Sacred Heart Mission
People experiencing homelessness face absence every day. The absence of a roof over their heads, of safety and security, family, food and all the basic essentials most of us take for granted. Many also face the absence of a sense of purpose in life.
As human beings, participating in society - through volunteering, training or working - is critical to our sense of belonging, self-worth and independence.
But homelessness and the issues that often accompany it - trauma, mental illness, addiction - create real barriers to people fully contributing to the economy and society.
As a result, most people experiencing homelessness live in poverty. They often don’t have enough money to cover their most basic needs and often struggle with large debts and poor credit histories, making it hard to secure stable housing.
Many also experience financial exclusion, meaning they simply don’t have access to basic financial services, like a bank account, or welfare payments or even small amounts of credit to help in an emergency.

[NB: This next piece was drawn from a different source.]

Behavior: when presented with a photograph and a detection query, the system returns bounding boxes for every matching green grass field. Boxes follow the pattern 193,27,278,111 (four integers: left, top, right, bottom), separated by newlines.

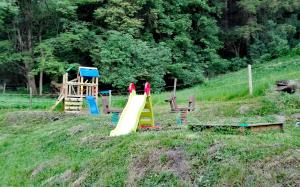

0,54,300,186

Anti-Poverty Week is a good time to reflect on how organisations like Sacred Heart Mission can support people to move out of the cycle of poverty and homelessness by providing intensive support to improve their level of participation in the economy and society more widely.
One of Sacred Heart Mission’s five key service outcomes is ‘Economic Participation’. We want to support people to negotiate the barriers that may be preventing them from participating in work, training or volunteering.

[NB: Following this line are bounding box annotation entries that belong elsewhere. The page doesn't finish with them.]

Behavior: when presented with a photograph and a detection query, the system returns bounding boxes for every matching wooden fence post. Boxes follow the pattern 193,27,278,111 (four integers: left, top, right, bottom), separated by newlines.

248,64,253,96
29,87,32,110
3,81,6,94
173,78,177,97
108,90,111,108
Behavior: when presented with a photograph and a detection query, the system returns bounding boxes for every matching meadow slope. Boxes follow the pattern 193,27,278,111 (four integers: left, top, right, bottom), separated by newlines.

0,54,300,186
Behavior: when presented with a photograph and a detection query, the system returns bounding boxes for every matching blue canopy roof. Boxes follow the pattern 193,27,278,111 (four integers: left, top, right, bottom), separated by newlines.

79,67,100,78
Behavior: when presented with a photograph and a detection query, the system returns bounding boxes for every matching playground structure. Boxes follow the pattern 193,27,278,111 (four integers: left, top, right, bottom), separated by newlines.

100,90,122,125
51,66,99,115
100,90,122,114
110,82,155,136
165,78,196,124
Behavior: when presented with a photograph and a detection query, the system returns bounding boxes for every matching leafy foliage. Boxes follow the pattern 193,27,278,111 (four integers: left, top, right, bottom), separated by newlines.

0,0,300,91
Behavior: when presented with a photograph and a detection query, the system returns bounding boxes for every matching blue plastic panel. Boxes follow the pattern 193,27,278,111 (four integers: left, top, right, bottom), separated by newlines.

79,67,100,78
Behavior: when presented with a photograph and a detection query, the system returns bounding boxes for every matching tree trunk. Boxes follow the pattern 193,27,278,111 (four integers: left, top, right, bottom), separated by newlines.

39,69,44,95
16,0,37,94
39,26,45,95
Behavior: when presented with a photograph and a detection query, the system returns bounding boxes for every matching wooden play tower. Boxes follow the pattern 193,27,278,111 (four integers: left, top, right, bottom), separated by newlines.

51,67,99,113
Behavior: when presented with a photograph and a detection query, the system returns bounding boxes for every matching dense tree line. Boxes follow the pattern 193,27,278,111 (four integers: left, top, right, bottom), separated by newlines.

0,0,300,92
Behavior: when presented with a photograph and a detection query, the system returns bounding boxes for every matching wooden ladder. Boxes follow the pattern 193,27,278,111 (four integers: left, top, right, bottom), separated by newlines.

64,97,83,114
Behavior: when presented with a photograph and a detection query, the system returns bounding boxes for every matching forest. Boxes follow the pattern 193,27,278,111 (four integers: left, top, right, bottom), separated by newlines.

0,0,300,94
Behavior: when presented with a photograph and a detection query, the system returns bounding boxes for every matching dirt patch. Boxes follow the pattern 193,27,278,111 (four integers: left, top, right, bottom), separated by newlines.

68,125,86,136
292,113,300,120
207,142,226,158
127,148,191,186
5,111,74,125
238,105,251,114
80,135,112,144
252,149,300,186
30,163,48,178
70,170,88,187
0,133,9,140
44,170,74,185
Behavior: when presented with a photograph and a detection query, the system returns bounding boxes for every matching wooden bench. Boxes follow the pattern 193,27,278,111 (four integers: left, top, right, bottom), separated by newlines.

Our pathways out of poverty and homelessness
In August we launched Phase Three of our groundbreaking Journey to Social Inclusion (J2SI) program, which will work with 180 people over five years to attain and maintain housing, build independence and break the cycle of homelessness. J2SI includes a workforce participation coordinator.

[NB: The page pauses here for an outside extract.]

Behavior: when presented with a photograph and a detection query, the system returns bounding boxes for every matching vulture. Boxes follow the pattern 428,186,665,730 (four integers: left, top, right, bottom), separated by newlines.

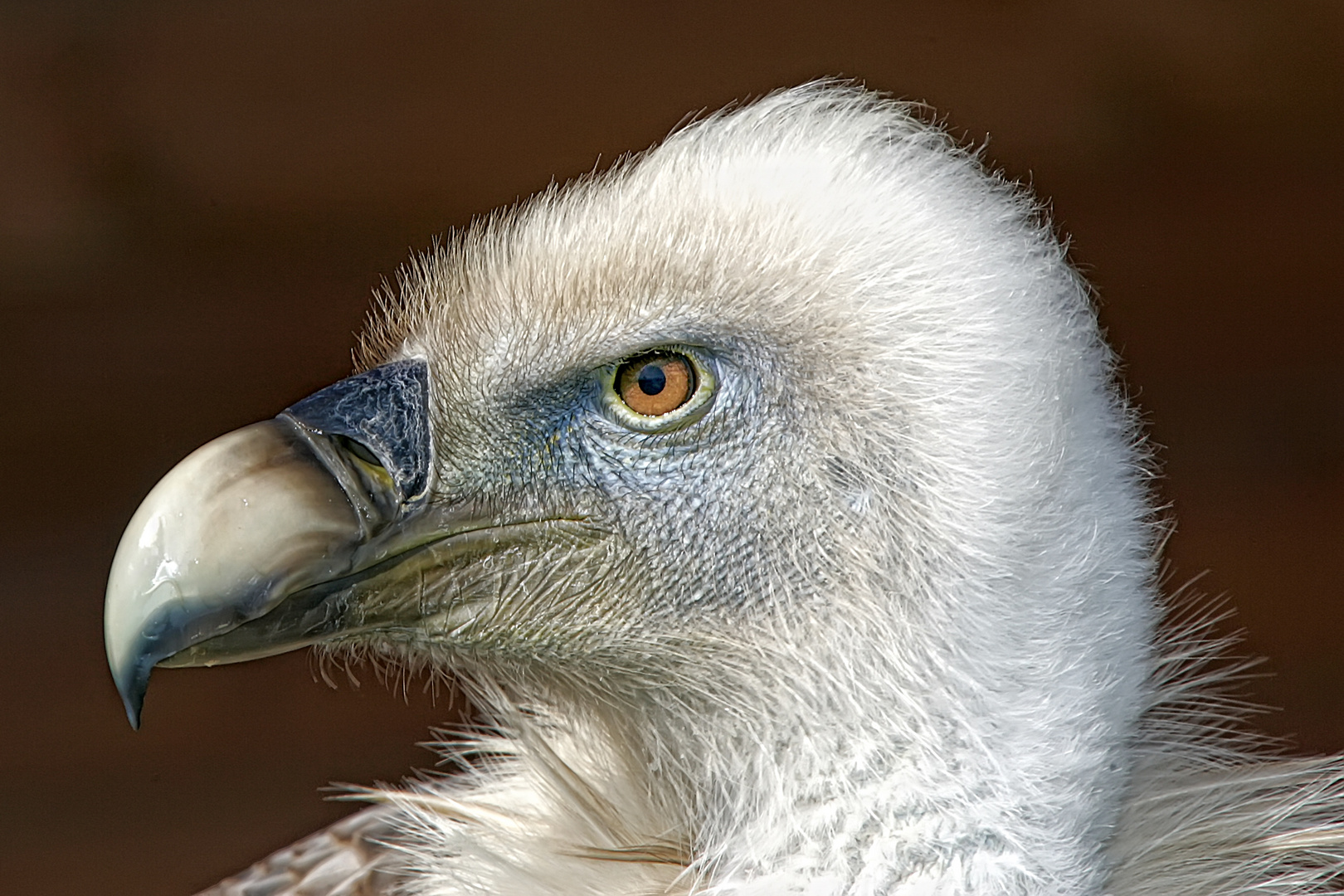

105,83,1344,896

Our J2SI case managers and the workforce participation coordinator work together with clients to boost confidence and self-belief, develop job-ready skills and look for opportunities that might suit their goals. They also link people with relevant mainstream services, including employment services.
As of September 2018, 23 percent of our J2SI Phase Two clients were in paid employment, with many clients drawing on former skills and experience to return to a similar area.
Sacred Heart Mission’s Outlandish program also supports clients to increase their economic participation. It offers opportunities for women to become involved in eco-volunteering, such as working in parks, assisting with environmental research programs, supporting community farms, gardens and animal welfare organisations.The women involved are treated as ‘employees’ from the outset, including having to negotiate the expectations of a paid work environment.
Sacred Heart Mission’s intensified focus on structured pathways to economic participation is all about supporting people to move out of the cycle of poverty and homelessness by removing or minimising barriers and providing opportunities.